Posted on Jun 10, 2021   Updated on Jun 14, 2021, 10:11 am CDT

The federal government charged Bryce Williams, a popular TikTok influencer and fervent protester following the death of George Floyd, in connection with the arson of the Minneapolis Police Department’s 3rd Precinct. Willaims was sentenced to 27 months in federal prison and ordered to pay a portion of a $12 million restitution, according to WCCO.

Williams frequently showed himself with others protesting and rioting on TikTok after former police officer Derek Chauvin killed Floyd in May 2020.

According to the StarTribune, Williams, a semi-pro basketball player, was one of the four men charged Monday with conspiracy to commit arson, per a press release from the U.S. Attorney’s Office for the District of Minnesota.

The 26-year-old was arrested on June 16 and made his first appearance on June 17 in federal court.

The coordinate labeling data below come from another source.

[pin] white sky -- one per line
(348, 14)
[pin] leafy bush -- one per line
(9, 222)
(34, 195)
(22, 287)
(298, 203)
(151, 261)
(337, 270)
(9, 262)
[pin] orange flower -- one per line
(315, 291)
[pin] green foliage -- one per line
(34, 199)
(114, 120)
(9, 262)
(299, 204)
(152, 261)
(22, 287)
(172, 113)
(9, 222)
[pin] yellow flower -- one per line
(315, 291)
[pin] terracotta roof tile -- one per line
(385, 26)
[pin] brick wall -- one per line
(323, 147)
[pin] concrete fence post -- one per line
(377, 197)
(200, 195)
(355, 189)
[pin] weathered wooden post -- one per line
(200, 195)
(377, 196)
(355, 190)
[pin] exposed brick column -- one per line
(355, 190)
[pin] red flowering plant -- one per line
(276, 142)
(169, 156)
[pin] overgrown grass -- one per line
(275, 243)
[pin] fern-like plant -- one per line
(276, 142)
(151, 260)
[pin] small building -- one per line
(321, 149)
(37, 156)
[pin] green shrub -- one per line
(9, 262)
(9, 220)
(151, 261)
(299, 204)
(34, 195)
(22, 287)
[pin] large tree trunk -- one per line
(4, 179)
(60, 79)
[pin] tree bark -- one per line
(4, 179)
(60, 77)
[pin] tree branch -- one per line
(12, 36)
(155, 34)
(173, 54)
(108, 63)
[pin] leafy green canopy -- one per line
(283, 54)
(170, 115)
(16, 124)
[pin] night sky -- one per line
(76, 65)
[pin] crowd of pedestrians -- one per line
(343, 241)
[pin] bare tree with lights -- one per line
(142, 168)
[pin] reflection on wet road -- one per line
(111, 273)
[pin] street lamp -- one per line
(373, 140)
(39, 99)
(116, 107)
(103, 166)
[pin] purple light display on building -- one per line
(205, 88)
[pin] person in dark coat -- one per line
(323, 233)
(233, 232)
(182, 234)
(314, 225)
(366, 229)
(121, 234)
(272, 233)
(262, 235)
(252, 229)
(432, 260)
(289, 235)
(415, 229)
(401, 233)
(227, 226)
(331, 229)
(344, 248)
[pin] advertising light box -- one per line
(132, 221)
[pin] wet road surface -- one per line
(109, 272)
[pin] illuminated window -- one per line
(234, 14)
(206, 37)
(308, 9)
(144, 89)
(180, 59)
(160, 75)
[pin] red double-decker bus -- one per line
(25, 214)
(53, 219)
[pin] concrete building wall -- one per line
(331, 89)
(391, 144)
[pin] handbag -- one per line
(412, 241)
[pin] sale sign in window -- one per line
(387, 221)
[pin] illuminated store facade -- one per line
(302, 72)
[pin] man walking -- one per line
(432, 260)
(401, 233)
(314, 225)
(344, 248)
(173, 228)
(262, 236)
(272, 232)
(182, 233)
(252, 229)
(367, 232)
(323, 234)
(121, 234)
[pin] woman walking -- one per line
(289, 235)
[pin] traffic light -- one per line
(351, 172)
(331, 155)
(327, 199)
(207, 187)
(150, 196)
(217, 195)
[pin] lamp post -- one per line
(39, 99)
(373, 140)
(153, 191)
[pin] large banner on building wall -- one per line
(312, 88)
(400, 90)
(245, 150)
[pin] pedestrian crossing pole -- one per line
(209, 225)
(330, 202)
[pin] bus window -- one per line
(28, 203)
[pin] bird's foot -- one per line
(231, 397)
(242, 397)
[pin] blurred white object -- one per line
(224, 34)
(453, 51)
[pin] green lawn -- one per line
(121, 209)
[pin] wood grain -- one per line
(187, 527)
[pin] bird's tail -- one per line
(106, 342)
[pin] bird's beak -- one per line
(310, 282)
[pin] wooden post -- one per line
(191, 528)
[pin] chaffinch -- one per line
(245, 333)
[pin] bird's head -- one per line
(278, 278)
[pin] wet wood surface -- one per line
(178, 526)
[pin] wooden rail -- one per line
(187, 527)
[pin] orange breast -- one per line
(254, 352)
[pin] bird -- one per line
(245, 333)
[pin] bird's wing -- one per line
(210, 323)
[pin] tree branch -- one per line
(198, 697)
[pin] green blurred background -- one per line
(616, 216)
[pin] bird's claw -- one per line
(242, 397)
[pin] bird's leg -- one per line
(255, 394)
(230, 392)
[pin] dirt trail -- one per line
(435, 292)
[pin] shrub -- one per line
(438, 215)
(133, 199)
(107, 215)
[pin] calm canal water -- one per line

Davon De-Andre Turner, Dylan Shakespeare Robinson, and Branden Michael Wolfe were also charged and sentenced.


MINNEAPOLIS PROTESTS! 1 K FOLLOWERS AND I’LL GO LIVE! #georgefloyd #minneapolisriots #CopsKillBlackGuy

♬ original sound – Bryce Williams

The StarTribune repors that Judge Patrick Schiltz called Williams a “good person who made a terrible mistake.” Still, he said Williams was a “leader” of the group that set fire to the police station on May 28 amid protests that followed Floyd’s death.

As people tore down the fence around the police station, Williams reportedly threw a Molotov cocktail into the building. De-Andre Turner used the device to light a fire, and Williams added tinder to the flames.


The future belongs to those who prepare for it today. STAND AND DO NOTHING OR EXPRESS YOUR FREEDOM! #xyzabc #fyp #protestors #riots #minneapolisriots

♬ White Flag – Bishop Briggs

While federal investigators located Williams through surveillance footage of the precinct arson, he had also essentially filmed and posted him in the act.